"In the twentieth century, for the first time, there was in the world a universal religion--the Christian religion. Christianity acclimated itself in every continent and in almost every country. In many areas that hold might be precarious, and its numbers small, yet in country after country the Christians evinced the power to be a dynamic minority. It took root, not as a foreign import, but as the Church of the countries in which it dwells." With those words, historian Owen Chadwick updated Bishop Stephen Neill's classic history of Christian missions. By the end of the twentieth century, the Christian missionary movement had reached around the globe. Still, the missionary challenge looms larger than ever before. This comes immediately to mind in light of the remarkable cover story published in the January 29, 2006 edition of The New York Times Magazine. "The Call," written by Daniel Bergner, offers fascinating and insightful coverage of the work of missionaries Rick and Carrie Maples, who along with their two children have moved to a rural outpost in northern Kenya, in order to bring the gospel to the Samburu people.

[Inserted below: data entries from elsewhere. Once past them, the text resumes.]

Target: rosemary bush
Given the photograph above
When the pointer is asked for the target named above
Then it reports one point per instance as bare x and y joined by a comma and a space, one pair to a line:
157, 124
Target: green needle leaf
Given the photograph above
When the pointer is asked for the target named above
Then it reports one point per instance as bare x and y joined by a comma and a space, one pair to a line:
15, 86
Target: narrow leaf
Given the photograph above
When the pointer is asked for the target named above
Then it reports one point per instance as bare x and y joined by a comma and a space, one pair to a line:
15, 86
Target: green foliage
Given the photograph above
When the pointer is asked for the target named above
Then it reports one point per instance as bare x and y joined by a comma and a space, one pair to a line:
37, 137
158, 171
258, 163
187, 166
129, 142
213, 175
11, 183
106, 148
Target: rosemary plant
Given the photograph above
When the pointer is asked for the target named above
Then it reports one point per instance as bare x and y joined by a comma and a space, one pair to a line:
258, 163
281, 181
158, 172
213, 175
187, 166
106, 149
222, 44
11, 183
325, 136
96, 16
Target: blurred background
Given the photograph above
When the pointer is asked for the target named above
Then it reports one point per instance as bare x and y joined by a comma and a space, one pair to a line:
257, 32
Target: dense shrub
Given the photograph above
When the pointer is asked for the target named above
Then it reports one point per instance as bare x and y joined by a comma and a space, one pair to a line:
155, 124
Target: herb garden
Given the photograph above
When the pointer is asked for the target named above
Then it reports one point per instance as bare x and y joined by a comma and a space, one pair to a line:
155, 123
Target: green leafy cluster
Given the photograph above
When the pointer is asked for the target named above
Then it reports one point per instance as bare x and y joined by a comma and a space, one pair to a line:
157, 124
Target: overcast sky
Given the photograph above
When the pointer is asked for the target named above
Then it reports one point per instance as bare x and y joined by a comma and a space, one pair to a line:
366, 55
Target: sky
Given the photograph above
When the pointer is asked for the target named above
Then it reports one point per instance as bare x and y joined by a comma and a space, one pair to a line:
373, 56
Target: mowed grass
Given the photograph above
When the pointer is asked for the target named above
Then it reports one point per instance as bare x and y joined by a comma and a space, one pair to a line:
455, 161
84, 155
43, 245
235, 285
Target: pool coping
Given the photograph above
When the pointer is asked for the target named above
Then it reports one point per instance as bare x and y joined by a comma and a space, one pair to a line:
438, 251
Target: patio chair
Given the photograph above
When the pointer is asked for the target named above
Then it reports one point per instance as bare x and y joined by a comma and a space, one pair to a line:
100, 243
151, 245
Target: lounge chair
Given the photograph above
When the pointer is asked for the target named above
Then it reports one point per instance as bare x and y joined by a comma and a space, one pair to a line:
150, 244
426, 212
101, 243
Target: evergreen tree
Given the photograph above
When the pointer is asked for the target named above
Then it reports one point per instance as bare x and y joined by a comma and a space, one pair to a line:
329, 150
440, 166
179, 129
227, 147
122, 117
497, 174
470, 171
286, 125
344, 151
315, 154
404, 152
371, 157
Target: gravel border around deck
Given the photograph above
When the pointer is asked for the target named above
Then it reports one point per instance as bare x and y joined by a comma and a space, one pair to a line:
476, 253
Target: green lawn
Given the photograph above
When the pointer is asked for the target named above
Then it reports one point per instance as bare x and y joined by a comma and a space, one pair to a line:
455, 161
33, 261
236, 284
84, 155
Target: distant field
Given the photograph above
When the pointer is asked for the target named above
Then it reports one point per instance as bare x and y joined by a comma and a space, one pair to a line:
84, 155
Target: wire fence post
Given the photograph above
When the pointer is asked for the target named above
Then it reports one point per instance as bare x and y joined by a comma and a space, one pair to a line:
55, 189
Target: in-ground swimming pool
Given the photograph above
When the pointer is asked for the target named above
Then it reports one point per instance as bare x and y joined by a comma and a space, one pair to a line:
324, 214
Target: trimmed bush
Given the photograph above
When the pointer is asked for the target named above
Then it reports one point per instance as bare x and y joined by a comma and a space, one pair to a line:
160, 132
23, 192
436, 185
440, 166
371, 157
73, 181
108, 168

Bergner begins his account by describing the primitive church building in which he shares a conversation with Rick Maples. "I want this to be the last church," Maples tells Bergner. "This should be the last church built in this section of the valley."
As the article makes clear, Maples is speaking of the church building--not of congregations. His statement concerning the inappropriateness of the church buildings relates to the words on the cover of the magazine, describing Maples as an example of "the post-colonial missionary."
Bergner's article offers incredible insights into the transformation of Christian missions that has taken place over the last generation or so. Through the lens of his report, readers will come to understand not only why Rick and Carrie Maples would take their daughters into a desolate region of Kenya, but why they would also want to see the Samburu people develop their own indigenous manifestation of biblical Christianity. Put simply--evidence of indigenous Christianity among the Samburu would be seen in worship held out of doors, not in Western-style church buildings, however primitive.
Rick and Carrie Maples once knew a comfortable and prosperous life in Danville, California, an affluent community just outside San Francisco. Rick refers to his comfortable suburban life as "my other life," even as Carrie remembers their jacuzzi and the ornamentation of their suburban home in California.
"We were really happy with our life," Rick told the reporter. "We saw about 25 years ahead, and we were happy with what we saw."
All that changed when Carrie and Rick experienced missions firsthand. As teenagers, they had been involved in various mission trips, and when they had married, they talked about serving as missionaries post-retirement. Then, in 1996, Carrie went with a nursing colleague on a three-week mission to a hospital run by Africa Inland Mission [AIM]. Upon her return, Carrie actually filled out an application to AIM but kept it secret from her husband, showing it to him only when he shared of his own sense of call to missions. As Bergner reports, "He recognized his desire one day at work, when he and his colleagues were chatting about what they would do if they ever won the lottery. His own answer, he said, had stunned him: he would quit his job and go as a missionary to Africa."
Before long, Rick and Carrie, along with daughters Meghan (twelve) and Stephanie (four) moved to Kenya, first spending two years in Bonjoge, then moving to Kurungu, where they now serve with the Samburu people.
Instead of their suburban comfort in California, the Maples now live in a small cinder-block house that is served by a refrigerator that operates on kerosene. They live a day's journey from Nairobi, and face daily challenges that could not have been imagined in San Francisco. As Bergner reports: "The family's dog, Cooper, an irrepressible mutt, had been attacked and nearly blinded by a spitting cobra on the Mapleses' back porch." Beyond this, lions had recently killed several donkeys and a camel very close to the home. "The pair of Samburu guards that keep watch over the house recently chased the lions from the low fence of the family's yard," he reports.